G. resumió en pocas palabras todo lo que ya había sido dicho sobre la estructura del hombre y del mundo. Reprodujo el esquema del rayo de creación (Fig. 3) y el de los cuatro cuerpos del hombre (Fig 1). Pero con respecto a los cuerpos del hombre, introdujo un detalle que no había dado antes. Recurrió otra vez a la comparación oriental del hombre con un carruaje, un caballo, un cochero y un amo, y volviendo al esquema, añadió:
–El hombre es una organización compleja. Está formado de cuatro partes que pueden estar conectadas, no conectadas, o mal conectadas. El carruaje está conectado al caballo por las varas, el caballo al cochero por las riendas, y el cochero a su amo por la voz de su amo. Pero el cochero debe oír y comprender la voz del amo, debe saber cómo conducir; y el caballo debe estar adiestrado a obedecer a las riendas. En cuanto a la relación del caballo con el carruaje, debe estar correctamente enganchado. De esta manera, entre las cuatro partes de esta compleja organización existen tres relaciones, tres conexiones (ver Fig. 5 a, pág. 150). Si una sola de ellas presenta algún defecto, el conjunto no puede funcionar como un todo. Las conexiones entonces no son menos importantes que "los cuerpos". Al trabajar sobre sí mismo, el hombre trabaja simultáneamente sobre los "cuerpo" y sobre las "conexiones". Pero se trata de dos clases de trabajo.
"El trabajo sobre sí mismo debe comenzar por el cochero. El cochero es el intelecto. A fin de poder oír la voz del amo, el cochero, ante todo no debe estar dormido, debe despertar. Luego, puede suceder que el amo hable un lenguaje que el cochero no comprenda. El cochero debe aprender este lenguaje. Cuando lo sepa, comprenderá a su amo. Pero esto no basta, debe también aprender a conducir el caballo, a engancharlo, a alimentarlo, a cuidarlo, y a mantener bien el carruaje; porque no serviría de nada que comprenda a su amo, si no está en condiciones de hacer algo. El amo da la orden de partida.

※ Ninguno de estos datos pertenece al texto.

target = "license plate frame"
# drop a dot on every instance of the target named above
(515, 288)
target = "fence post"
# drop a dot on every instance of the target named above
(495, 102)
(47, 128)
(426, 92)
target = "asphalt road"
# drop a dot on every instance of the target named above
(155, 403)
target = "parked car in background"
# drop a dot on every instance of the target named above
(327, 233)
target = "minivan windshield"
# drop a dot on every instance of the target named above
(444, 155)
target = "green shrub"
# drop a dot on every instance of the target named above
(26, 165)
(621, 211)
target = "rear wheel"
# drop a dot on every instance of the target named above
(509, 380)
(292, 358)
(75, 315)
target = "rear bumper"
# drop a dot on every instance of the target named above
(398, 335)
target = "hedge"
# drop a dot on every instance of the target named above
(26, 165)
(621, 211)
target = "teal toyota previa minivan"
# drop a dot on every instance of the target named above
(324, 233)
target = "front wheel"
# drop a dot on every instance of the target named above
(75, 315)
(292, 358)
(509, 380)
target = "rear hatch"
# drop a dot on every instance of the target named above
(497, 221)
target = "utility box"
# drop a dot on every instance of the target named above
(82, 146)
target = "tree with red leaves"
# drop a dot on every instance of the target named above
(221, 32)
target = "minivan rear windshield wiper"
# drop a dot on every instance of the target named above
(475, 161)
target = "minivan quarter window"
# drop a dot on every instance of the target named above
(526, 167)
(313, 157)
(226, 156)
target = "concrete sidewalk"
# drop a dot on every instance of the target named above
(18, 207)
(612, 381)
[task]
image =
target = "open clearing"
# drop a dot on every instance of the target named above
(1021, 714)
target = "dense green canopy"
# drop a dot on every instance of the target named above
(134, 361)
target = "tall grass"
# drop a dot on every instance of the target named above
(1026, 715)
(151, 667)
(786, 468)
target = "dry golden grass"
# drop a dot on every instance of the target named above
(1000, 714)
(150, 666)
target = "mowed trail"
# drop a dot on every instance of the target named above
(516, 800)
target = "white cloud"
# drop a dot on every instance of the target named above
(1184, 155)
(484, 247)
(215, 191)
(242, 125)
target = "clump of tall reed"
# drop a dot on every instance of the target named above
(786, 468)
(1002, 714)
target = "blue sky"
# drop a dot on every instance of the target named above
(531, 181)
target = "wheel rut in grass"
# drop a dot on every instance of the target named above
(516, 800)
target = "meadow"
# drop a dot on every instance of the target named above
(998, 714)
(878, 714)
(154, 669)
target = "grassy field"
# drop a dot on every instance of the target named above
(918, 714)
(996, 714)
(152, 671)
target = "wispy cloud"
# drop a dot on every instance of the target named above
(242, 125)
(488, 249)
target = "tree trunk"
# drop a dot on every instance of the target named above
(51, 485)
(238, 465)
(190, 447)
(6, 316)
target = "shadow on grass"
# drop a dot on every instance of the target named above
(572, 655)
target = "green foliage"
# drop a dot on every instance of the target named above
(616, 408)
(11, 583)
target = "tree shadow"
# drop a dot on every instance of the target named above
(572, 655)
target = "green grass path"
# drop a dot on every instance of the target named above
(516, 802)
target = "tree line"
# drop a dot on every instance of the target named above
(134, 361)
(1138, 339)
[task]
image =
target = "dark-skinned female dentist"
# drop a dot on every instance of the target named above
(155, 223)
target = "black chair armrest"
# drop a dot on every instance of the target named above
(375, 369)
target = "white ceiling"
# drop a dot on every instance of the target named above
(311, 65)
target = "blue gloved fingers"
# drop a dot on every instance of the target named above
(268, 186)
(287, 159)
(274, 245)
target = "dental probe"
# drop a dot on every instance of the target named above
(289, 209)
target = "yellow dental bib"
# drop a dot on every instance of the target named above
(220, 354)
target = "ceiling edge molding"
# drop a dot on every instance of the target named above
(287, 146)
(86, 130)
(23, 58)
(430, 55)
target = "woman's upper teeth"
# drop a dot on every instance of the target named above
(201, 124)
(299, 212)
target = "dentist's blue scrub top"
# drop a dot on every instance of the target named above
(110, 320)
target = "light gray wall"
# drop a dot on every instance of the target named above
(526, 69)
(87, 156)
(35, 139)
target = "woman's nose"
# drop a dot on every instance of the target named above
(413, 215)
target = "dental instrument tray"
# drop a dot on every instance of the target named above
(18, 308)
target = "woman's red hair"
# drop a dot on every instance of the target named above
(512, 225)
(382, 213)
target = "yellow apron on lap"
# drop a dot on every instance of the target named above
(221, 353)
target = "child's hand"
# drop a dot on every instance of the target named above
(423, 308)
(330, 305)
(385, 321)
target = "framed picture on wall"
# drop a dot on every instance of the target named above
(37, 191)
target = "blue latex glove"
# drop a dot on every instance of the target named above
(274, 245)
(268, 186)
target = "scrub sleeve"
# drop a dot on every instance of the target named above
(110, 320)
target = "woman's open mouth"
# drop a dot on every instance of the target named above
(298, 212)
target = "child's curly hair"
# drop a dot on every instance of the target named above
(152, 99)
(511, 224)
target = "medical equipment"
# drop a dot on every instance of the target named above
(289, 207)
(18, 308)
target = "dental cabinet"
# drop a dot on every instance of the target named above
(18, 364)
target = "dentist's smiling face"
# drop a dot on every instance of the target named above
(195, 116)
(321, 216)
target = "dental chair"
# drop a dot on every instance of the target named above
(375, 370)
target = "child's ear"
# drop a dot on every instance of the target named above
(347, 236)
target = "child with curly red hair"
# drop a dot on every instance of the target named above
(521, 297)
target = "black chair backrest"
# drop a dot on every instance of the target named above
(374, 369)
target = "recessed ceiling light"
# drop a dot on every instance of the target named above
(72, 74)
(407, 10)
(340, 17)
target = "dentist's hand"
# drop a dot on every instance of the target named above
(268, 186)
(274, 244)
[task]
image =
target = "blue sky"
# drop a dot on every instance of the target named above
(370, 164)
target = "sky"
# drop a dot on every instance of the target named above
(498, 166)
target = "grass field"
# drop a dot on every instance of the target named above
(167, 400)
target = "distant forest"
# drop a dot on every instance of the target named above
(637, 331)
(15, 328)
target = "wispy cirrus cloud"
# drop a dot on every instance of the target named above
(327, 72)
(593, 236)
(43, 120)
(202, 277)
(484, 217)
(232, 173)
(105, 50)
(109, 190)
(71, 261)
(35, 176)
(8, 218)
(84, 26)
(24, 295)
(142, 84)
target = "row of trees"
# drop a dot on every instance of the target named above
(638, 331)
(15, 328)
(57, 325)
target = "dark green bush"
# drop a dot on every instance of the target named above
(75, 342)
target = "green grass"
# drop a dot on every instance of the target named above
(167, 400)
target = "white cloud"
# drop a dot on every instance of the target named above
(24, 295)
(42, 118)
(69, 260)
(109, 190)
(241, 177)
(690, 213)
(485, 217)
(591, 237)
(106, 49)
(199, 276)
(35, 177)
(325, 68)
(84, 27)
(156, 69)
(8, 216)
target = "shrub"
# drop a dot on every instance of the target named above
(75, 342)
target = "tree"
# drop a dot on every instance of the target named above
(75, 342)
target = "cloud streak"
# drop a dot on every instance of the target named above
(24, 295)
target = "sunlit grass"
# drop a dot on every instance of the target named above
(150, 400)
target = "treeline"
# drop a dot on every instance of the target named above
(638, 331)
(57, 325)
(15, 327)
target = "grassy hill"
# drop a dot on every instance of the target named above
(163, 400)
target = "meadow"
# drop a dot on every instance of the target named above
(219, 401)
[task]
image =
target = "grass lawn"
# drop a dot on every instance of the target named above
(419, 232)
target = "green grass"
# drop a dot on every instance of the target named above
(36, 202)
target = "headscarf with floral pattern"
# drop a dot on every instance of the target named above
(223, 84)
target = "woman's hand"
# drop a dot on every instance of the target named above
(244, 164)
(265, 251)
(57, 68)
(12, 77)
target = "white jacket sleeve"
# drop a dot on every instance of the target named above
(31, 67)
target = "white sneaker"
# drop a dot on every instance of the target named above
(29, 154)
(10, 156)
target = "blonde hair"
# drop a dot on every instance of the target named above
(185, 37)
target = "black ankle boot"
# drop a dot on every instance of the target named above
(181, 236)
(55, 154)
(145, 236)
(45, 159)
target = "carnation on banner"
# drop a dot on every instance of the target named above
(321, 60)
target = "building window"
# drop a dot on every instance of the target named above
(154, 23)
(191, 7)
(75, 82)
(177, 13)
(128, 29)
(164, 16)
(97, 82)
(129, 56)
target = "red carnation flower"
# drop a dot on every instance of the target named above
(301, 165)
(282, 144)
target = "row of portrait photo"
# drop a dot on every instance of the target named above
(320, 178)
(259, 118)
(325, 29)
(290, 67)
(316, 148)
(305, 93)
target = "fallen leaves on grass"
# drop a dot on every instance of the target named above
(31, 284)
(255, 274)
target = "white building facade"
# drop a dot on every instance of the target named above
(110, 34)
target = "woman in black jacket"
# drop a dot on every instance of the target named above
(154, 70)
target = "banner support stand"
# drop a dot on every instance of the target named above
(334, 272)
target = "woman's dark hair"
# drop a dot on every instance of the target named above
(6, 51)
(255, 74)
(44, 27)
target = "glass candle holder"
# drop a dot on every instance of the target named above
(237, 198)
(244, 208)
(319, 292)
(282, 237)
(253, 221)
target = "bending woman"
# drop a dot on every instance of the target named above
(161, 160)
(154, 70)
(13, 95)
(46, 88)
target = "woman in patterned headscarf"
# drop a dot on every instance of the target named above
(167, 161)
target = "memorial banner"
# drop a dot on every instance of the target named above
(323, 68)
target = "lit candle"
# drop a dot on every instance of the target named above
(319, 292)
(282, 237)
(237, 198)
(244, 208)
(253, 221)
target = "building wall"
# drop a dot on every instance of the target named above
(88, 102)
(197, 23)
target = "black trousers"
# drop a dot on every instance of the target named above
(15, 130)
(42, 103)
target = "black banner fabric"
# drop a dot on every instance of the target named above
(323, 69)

Pero el cochero es incapaz de ponerse en marcha porque no ha alimentado al caballo, no lo ha enganchado, y no sabe dónde están las riendas. El caballo representa las emociones. El carruaje es el cuerpo. El intelecto debe aprender a gobernar las emociones. Las emociones siempre arrastran al cuerpo. Este es el orden en que se debe llevar el trabajo sobre sí. Pero fíjense bien: el trabajo sobre los "cuerpos", es decir sobre el cochero, el caballo y el carruaje, es una cosa. Y el trabajo sobre las "conexiones", es decir, sobre la "comprensión del cochero" que lo une a su amo, sobre las "riendas" que lo conectan al caballo, sobre las "varas" y los "arneses" que conectan el carruaje con el caballo, es algo totalmente diferente.